Sam lives alone with his mother, Jenny (Romola Garai), a tired nurse on a busy geriatric ward.
To her, he’s the model son: smart, cheery and helpful, involved with the school diving team, and willing to spare time to visit the lonely old people on her ward, reading to them, listening to their stories. She doesn’t know that, some nights, he follows her, and spies on her with binoculars, like a stalker. Or that he secretly collects souvenirs from her patients when they die.
She hasn’t detected the blankness others have noticed, including a colleague who finds Sam just slightly … off. One blank spot might be the hole where a father could be. Sam knows his dad wasn’t killed in Afghanistan. Jenny has told him he died in a car crash. Thing is, she told a lie.
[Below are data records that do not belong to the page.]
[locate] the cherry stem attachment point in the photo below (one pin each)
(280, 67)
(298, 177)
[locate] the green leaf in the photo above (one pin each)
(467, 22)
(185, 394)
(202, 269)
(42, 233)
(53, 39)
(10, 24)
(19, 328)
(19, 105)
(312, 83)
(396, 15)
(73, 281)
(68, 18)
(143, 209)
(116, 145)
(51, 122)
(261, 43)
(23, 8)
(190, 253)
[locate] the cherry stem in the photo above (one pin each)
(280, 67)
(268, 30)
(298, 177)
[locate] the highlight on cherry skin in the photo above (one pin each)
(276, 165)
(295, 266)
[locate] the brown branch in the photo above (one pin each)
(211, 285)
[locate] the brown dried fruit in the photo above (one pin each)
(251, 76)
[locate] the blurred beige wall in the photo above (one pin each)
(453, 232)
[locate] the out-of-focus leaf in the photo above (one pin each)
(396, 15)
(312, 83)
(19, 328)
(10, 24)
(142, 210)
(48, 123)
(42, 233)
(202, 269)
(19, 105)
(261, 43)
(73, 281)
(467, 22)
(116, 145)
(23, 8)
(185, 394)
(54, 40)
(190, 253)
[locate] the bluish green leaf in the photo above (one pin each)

Sam’s father is very much alive, and about to be released from prison, where he’s been serving time for a very violent crime.
Co-written by Kate Ashfield, until now better known as an actress, and Tracey Malone, who set the creepy crawling in the recent Rillington Place, the four-part Born To Kill is uneasy watching from the first, and only gets more disturbing.
The bleakness can feel piled on a little too high, it’s schematic in parts, and there are some convenient coincidences, like the way Jenny meets Chrissy’s single father, Bill, played by Daniel Mays (great physical casting; he and Lara Peake really could be parent and child).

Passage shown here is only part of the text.